Cette histoire pour le moins surprenante est écrite en 5 petits versets, lourds de sens et pourant si légers dans leur expression :
L'Éternel dit à Moïse : "Je vois que ce peuple est un peuple au cou roide". (32.9)
"Maintenant laisse-moi ; ma colère va s'enflammer contre eux, et je les consumerai ; mais je ferai de toi une grande nation." (32.10)
Moïse implora l'Éternel, son Dieu, et dit : "Pourquoi, ô Éternel, ta colère s'enflammerait-elle contre ton peuple, que tu as fait sortir du pays d'Égypte par une grande puissance et par une main forte ?" (32.11)
"Pourquoi les Égyptiens diraient-ils : C'est pour leur malheur qu'il les a fait sortir, c'est pour les tuer dans les montagnes, et pour les exterminer de dessus la terre ? Reviens de l'ardeur de ta colère, et repens-toi du mal que tu veux faire à ton peuple." (32.12)

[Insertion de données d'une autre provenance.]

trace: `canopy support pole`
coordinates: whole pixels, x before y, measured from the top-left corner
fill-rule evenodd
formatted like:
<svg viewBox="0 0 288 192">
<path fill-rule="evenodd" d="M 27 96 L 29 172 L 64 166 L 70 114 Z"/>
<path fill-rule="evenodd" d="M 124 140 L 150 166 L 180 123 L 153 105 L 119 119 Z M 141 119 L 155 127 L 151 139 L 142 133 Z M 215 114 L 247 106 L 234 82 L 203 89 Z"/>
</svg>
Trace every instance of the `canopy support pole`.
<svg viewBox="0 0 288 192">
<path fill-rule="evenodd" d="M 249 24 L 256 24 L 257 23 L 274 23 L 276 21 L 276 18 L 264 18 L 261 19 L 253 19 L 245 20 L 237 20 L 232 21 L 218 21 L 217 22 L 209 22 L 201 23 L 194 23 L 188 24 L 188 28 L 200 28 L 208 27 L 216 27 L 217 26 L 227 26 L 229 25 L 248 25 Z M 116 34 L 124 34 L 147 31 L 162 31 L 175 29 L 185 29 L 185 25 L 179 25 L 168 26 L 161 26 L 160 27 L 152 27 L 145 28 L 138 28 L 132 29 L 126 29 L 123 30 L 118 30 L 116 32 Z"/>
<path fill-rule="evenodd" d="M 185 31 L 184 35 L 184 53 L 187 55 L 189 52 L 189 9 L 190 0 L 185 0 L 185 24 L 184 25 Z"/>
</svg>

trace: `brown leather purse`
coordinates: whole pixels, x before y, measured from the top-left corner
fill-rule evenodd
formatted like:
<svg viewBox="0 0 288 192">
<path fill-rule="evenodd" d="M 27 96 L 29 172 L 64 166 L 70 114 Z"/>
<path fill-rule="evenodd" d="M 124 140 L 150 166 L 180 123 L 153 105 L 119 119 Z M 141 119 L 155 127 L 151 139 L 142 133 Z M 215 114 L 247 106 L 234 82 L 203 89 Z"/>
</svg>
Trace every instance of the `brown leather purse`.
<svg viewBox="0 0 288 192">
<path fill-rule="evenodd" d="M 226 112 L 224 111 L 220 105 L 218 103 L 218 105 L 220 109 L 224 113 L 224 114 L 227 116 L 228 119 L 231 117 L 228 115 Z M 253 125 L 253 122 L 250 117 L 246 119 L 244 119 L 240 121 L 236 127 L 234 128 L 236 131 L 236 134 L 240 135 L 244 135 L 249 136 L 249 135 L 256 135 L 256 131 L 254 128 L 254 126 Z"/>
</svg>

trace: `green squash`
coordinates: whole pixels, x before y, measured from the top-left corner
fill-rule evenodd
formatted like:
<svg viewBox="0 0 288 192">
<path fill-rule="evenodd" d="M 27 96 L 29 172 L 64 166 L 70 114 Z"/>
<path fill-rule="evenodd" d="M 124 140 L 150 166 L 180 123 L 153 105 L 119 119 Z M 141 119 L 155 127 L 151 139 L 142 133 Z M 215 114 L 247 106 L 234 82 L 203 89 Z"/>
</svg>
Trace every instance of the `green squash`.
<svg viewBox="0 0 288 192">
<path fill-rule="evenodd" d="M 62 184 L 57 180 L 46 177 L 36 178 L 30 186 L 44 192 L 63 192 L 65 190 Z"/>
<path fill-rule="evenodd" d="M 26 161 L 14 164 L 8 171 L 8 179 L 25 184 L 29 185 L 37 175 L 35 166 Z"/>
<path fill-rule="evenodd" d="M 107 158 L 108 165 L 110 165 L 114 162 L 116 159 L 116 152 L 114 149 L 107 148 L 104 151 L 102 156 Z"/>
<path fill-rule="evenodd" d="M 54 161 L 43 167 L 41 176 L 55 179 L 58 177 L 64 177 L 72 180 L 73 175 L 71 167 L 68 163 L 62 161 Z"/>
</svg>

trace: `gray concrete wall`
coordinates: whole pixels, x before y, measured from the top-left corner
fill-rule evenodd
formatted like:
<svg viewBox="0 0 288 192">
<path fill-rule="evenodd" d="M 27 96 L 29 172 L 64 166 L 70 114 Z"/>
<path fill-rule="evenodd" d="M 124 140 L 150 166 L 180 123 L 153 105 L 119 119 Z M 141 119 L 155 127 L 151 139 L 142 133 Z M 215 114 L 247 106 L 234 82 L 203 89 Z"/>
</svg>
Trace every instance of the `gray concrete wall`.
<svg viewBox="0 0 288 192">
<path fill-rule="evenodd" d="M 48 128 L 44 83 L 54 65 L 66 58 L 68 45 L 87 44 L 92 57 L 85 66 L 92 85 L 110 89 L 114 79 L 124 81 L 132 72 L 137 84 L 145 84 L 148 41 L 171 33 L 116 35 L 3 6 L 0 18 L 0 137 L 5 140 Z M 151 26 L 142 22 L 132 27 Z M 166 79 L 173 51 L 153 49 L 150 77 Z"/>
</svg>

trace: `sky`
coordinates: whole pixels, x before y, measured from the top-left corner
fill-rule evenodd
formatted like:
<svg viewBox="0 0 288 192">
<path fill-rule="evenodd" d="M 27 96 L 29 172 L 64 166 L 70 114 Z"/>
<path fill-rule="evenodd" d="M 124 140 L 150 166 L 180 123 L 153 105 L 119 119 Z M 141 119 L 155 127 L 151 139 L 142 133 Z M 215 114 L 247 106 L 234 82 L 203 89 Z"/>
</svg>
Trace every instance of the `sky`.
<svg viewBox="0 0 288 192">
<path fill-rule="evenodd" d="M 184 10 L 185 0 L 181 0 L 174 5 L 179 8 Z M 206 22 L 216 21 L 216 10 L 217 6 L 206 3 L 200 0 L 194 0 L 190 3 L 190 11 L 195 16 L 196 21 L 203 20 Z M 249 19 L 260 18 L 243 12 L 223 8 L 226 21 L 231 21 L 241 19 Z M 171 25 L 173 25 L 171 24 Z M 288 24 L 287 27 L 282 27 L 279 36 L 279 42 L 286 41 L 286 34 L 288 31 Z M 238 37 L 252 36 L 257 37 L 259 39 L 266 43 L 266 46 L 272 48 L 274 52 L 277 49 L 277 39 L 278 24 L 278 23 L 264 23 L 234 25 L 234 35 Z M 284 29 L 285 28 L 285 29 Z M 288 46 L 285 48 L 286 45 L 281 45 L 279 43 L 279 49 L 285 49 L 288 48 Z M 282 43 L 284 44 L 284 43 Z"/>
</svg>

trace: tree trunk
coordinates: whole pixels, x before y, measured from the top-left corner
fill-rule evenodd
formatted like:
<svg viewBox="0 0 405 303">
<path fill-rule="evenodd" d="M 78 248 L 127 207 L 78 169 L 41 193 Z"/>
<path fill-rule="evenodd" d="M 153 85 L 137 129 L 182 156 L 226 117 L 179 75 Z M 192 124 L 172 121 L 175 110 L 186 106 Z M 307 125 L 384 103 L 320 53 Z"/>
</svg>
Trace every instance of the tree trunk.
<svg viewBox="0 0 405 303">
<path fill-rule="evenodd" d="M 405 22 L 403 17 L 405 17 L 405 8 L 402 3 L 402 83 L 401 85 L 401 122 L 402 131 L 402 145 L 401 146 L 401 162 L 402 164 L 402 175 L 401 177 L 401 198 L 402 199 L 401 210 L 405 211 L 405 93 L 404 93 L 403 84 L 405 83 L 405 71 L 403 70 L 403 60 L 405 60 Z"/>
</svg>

"Souviens-toi d'Abraham, d'Isaac et d'Israël, tes serviteurs, auxquels tu as dit, en jurant par toi même : Je multiplierai votre postérité comme les étoiles du ciel, je donnerai à vos descendants tout ce pays dont j'ai parlé, et ils le possèderont à jamais." (32.13)
Et l'Eternel se repentit du mal qu'il avait déclaré vouloir faire à son peuple. (32.14)
Quel art de l'ellipse ! Quelle profondeur de sens entre chaque phrase !
Et quel talent de négociateur de la part de Moïse !
En trois arguments déroutants de simplicité mais d'une subtilité exquise, Moïse parvient à infléchir l'Eternel, à le faire revenir sur sa position initiale, avec, en bout de course, ce résultat aussi inattendu qu'époustouflant : "Et l'Eternel se repentit du mal qu'il avait déclaré vouloir faire à son peuple".
Le premier argument de Moïse consiste à renvoyer l'Eternel devant ses responsabilités, à lui faire sentir tout le poids de ses paroles. Car enfin, en détruisant *** TON *** peuple, semble suggérer Moïse, n'est-ce pas toi que tu annihiles ? Perçois-tu, ô Eternel, le caractère suicidaire de ta colère, laisse-t-il filtrer. En outre, Moïse connaît bien son interlocuteur. Il le sait redoutable négociateur lui-même, puisqu'il a dû plier devant Ses exigences lors de l'épisode fameux du buisson ardent. Alors, pour ne pas susciter de confrontation avec son vis-à-vis, Moïse se refuse d'assener son argument de façon assertive. Habile, il interroge.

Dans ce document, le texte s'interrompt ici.